2. **Capture and Review Alerts:** Ensure that successful alerts for EICAR, ADS, and AMSI tests are properly logged, reviewed, and trigger defined response actions within the security monitoring system (SIEM/Alerting platform).
### Long-term Strategy (3+ months)
1. **Integrate Testing into Baseline Checks:** Incorporate file-based (EICAR) and memory-based (AMSI) tests into routine configuration audits or infrastructure validation efforts to ensure AV integrity remains after updates or configuration changes.
2. **Expand Testing Scope:** Move beyond basic static string detection to test more complex scenarios, such as memory dumping protection (if applicable), using controlled, internal non-malicious data patterns that mimic real-world obfuscation techniques.
## Implementation Guidance
### For Small Organizations
- Focus heavily on **Immediate Actions (1, 2, and 3)**, as these methods require only basic tools (Notepad, built-in PowerShell) and confirm basic AV functionality is operational.
- Use the EICAR direct download link (`https://secure.eicar.org/eicar.com.txt`) as a quick method to check browser/network protection if file writing is restricted.
### For Medium Organizations
- Document observed detection success/failure across different file extensions and formalize these findings into a baseline operational check procedure.
- Systematically test ADS detection across multiple systems using the provided PowerShell commands to identify any inconsistencies in NTFS scanning configurations across the fleet.
### For Large Enterprises
- Script the EICAR and AMSI tests to be deployed via centralized management tools (e.g., Group Policy, configuration management software) to automate verification across thousands of endpoints.

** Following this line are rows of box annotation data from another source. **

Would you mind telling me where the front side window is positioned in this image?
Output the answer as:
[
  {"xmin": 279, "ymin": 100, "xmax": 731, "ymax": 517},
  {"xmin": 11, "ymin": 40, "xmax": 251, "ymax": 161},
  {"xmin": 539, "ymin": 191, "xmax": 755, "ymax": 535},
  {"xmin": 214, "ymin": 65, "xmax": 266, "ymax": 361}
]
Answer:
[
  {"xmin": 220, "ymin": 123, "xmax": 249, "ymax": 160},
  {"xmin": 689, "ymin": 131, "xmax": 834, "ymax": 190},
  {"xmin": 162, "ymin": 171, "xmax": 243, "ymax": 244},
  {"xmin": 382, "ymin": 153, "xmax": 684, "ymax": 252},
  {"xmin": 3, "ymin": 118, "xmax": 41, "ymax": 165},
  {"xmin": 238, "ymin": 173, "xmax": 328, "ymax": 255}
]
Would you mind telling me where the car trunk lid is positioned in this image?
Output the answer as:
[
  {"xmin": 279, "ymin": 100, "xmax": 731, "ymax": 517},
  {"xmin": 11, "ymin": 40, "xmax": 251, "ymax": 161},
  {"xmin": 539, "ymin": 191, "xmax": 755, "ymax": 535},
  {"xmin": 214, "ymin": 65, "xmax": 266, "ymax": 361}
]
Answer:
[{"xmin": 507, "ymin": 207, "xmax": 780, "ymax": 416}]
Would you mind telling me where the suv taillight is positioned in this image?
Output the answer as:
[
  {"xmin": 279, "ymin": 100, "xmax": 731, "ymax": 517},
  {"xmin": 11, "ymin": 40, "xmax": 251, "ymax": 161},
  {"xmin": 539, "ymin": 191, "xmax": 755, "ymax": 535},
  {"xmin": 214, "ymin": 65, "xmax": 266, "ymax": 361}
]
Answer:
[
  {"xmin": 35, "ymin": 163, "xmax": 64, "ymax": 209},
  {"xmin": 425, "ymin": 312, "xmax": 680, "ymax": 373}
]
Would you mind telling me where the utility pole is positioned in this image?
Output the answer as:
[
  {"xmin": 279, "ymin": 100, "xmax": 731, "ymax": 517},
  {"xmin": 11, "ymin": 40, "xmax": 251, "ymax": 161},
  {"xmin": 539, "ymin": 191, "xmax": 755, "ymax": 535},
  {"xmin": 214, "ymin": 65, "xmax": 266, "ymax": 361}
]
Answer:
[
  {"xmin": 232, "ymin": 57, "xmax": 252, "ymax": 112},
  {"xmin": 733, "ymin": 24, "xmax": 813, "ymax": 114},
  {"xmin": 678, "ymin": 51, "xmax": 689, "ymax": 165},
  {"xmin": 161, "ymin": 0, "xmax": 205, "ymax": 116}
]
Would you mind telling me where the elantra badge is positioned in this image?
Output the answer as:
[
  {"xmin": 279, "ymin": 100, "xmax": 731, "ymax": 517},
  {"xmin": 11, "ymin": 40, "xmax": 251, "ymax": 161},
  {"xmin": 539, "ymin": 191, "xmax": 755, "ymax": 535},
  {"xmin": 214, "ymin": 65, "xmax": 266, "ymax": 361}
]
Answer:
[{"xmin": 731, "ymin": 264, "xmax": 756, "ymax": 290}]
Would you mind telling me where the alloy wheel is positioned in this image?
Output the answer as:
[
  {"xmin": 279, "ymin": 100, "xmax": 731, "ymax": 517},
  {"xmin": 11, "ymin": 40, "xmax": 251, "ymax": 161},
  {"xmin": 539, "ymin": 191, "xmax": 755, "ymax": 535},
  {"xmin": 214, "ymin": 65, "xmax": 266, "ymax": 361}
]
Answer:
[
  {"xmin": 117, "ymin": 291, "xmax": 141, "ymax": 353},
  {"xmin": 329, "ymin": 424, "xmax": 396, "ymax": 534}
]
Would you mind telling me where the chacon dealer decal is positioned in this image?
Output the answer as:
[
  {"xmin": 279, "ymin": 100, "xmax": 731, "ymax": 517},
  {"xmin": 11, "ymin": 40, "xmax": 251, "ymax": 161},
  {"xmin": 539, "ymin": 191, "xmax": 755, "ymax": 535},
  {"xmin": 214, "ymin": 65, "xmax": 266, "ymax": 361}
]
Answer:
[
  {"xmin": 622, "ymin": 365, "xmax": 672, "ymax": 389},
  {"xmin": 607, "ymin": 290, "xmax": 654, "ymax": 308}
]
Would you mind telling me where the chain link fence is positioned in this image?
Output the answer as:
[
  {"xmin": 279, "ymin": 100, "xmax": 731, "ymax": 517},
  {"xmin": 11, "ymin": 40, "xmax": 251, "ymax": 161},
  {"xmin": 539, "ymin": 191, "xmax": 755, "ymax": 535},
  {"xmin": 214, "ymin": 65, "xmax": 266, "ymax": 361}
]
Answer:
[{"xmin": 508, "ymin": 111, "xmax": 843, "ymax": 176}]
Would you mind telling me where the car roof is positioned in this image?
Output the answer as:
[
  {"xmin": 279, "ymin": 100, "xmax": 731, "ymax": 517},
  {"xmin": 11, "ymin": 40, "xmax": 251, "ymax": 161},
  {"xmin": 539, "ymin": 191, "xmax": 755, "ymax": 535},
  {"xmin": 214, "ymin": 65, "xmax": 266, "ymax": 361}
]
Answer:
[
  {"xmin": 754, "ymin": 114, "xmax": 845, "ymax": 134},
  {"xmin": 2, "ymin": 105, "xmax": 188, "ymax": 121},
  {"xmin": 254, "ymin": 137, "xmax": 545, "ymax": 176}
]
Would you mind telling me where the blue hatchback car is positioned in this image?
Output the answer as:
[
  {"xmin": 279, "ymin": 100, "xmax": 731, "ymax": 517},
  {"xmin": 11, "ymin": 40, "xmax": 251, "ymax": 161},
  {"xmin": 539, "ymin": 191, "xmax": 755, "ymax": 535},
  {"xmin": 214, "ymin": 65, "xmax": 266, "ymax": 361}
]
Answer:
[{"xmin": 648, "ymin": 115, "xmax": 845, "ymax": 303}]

- Record the administrative output (e.g., event logs, AV console notifications) from successful tests to validate the logging and alerting infrastructure upstream of the endpoint agent.
## Configuration Examples
| Test Target | Method/Tool | Specific Command/String |
| :--- | :--- | :--- |
| **File Detection** | Text Editor (Notepad) | Paste EICAR string and save as `test.EXE` |
| **ADS Detection** | PowerShell | `set-content .\ADS_Test.txt:EICAR‘X5O!P%@AP[4\PZX54(P^)7CC)7}$EICAR-STANDARD-ANTIVIRUS-TEST-FILE!$H+H*’` |
| **AMSI Detection** | PowerShell | Execute script containing: `'AMSI Test Sample: 7e72c3ce-861b-4339-8740-0ac1484c1386'` |
## Compliance Alignment
- **NIST SP 800-53 (CM):** Configuration Management and Control. Verifying AV functionality aligns with ensuring system security controls are operating as intended.

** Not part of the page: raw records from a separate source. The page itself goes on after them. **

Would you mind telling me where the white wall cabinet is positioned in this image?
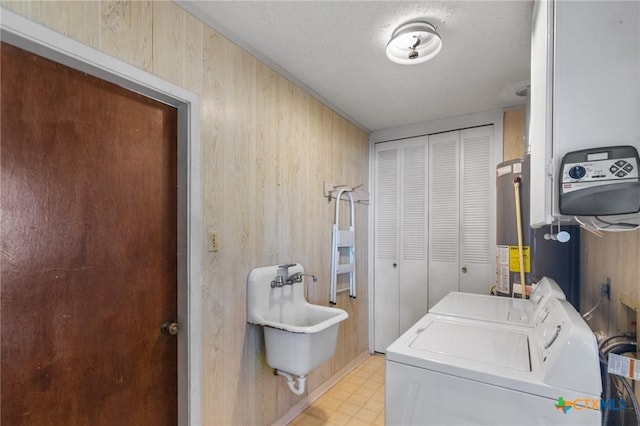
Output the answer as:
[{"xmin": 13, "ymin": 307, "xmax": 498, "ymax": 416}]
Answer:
[
  {"xmin": 374, "ymin": 126, "xmax": 495, "ymax": 352},
  {"xmin": 529, "ymin": 1, "xmax": 640, "ymax": 226}
]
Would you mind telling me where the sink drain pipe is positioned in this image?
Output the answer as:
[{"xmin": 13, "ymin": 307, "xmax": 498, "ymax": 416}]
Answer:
[{"xmin": 274, "ymin": 370, "xmax": 307, "ymax": 395}]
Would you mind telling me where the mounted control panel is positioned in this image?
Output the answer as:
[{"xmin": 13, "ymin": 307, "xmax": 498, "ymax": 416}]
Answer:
[{"xmin": 560, "ymin": 146, "xmax": 640, "ymax": 216}]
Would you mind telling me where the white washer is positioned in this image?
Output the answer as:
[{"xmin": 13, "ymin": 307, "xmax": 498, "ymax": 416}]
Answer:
[
  {"xmin": 385, "ymin": 299, "xmax": 602, "ymax": 426},
  {"xmin": 429, "ymin": 277, "xmax": 566, "ymax": 327}
]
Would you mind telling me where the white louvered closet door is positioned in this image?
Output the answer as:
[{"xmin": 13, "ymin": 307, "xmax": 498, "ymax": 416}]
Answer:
[
  {"xmin": 374, "ymin": 137, "xmax": 428, "ymax": 352},
  {"xmin": 429, "ymin": 126, "xmax": 495, "ymax": 308},
  {"xmin": 398, "ymin": 141, "xmax": 429, "ymax": 337},
  {"xmin": 374, "ymin": 142, "xmax": 400, "ymax": 352},
  {"xmin": 429, "ymin": 131, "xmax": 460, "ymax": 308},
  {"xmin": 460, "ymin": 126, "xmax": 496, "ymax": 294}
]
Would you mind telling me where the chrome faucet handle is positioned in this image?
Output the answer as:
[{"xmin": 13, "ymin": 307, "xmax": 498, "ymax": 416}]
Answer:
[
  {"xmin": 271, "ymin": 275, "xmax": 284, "ymax": 288},
  {"xmin": 301, "ymin": 274, "xmax": 318, "ymax": 283}
]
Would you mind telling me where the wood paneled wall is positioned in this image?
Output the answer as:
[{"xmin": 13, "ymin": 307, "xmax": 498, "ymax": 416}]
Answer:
[
  {"xmin": 580, "ymin": 230, "xmax": 640, "ymax": 334},
  {"xmin": 0, "ymin": 1, "xmax": 368, "ymax": 425}
]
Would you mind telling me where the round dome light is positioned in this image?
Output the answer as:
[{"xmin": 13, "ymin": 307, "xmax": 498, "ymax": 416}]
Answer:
[{"xmin": 386, "ymin": 21, "xmax": 442, "ymax": 65}]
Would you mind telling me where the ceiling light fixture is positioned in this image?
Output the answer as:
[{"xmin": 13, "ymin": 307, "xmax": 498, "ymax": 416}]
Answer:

- **CIS Controls (Control 8: Malware Defenses):** Directly validates the ability of endpoint protection solutions to detect and prevent malware introduction and execution, even in non-traditional storage locations (like ADS) or memory.
## Common Pitfalls to Avoid
- **Focusing Only on `.EXE` Files:** Assuming the AV covers all file vectors; always test with inconspicuous extensions like `.TXT` or `.JPG` to check for comprehensive file type scanning policies.

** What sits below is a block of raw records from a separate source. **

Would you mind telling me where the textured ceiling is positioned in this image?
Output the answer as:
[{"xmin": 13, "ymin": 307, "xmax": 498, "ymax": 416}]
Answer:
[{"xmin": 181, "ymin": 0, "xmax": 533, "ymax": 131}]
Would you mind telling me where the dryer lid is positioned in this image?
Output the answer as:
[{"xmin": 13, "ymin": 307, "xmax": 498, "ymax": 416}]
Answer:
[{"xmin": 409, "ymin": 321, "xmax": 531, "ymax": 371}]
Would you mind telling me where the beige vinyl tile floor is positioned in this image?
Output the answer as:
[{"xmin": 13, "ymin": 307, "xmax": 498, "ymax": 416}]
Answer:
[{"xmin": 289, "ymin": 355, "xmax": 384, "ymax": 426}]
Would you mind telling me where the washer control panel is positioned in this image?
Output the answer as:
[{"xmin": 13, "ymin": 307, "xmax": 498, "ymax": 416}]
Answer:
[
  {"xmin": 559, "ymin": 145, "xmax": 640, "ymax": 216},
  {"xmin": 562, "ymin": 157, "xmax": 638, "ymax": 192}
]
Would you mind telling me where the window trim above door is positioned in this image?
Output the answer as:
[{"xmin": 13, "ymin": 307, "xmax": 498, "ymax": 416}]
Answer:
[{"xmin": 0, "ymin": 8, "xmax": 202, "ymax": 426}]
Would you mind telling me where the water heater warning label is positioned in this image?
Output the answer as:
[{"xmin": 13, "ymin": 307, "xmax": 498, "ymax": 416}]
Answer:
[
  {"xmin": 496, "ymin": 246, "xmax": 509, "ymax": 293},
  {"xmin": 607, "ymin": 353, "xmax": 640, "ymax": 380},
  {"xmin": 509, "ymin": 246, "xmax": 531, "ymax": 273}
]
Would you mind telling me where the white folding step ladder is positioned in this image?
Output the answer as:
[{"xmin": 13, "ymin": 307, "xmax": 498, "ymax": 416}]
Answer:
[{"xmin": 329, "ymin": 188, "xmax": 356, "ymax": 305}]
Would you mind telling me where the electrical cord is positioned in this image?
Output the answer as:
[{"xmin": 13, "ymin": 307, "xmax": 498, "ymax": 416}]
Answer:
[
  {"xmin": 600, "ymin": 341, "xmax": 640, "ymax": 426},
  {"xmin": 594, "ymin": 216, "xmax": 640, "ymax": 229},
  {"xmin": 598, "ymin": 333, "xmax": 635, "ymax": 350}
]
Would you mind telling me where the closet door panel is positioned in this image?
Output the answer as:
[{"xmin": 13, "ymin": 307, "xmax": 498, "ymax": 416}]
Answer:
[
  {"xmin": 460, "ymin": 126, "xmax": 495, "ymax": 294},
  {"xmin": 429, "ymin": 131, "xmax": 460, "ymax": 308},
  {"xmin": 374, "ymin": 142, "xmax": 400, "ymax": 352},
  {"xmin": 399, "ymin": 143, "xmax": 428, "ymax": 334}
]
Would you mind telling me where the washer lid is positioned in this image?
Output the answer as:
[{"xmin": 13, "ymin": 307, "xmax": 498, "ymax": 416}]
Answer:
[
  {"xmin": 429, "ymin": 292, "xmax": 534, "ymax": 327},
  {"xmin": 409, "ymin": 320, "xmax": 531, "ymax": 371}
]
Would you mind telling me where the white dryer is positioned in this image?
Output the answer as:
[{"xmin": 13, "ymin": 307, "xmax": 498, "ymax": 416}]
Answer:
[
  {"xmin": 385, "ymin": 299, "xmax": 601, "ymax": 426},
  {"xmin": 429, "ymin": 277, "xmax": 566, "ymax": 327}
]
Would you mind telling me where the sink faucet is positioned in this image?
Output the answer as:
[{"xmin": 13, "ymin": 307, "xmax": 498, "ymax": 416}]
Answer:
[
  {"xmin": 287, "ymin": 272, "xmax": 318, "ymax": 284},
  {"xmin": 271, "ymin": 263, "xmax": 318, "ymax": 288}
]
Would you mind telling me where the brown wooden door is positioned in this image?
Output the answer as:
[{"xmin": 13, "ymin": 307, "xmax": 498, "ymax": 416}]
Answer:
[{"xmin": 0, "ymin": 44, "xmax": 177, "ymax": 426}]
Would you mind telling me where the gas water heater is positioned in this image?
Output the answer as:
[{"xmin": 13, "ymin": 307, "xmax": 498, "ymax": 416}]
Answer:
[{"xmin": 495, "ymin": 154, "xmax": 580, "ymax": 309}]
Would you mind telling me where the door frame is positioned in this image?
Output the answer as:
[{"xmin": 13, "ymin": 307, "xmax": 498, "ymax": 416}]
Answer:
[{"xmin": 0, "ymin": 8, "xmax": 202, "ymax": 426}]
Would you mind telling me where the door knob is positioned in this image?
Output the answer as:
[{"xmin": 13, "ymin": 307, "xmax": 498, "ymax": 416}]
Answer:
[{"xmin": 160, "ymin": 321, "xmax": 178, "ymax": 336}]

- **Ignoring Alternate Data Streams (ADS):** Assuming file-based scanning is sufficient; malware often uses ADS on NTFS to evade simple scanners.
- **Misinterpreting Test Results:** A successful EICAR detection proves only that a *basic signature* was matched, not that the AV can detect complex, polymorphic malware binaries. Use these tests only as a function health check.
- **Failing to Check Alerting:** Confirming the local AV pop-up is not enough; ensure the security operations team receives a centralized alert confirming detection.
## Resources
- **EICAR Test File Standard:** Provides the known safe string used for file-based testing.
- **AMSI Documentation:** Microsoft documentation detailing how memory-based script scanning interfaces work (for advanced testing verification).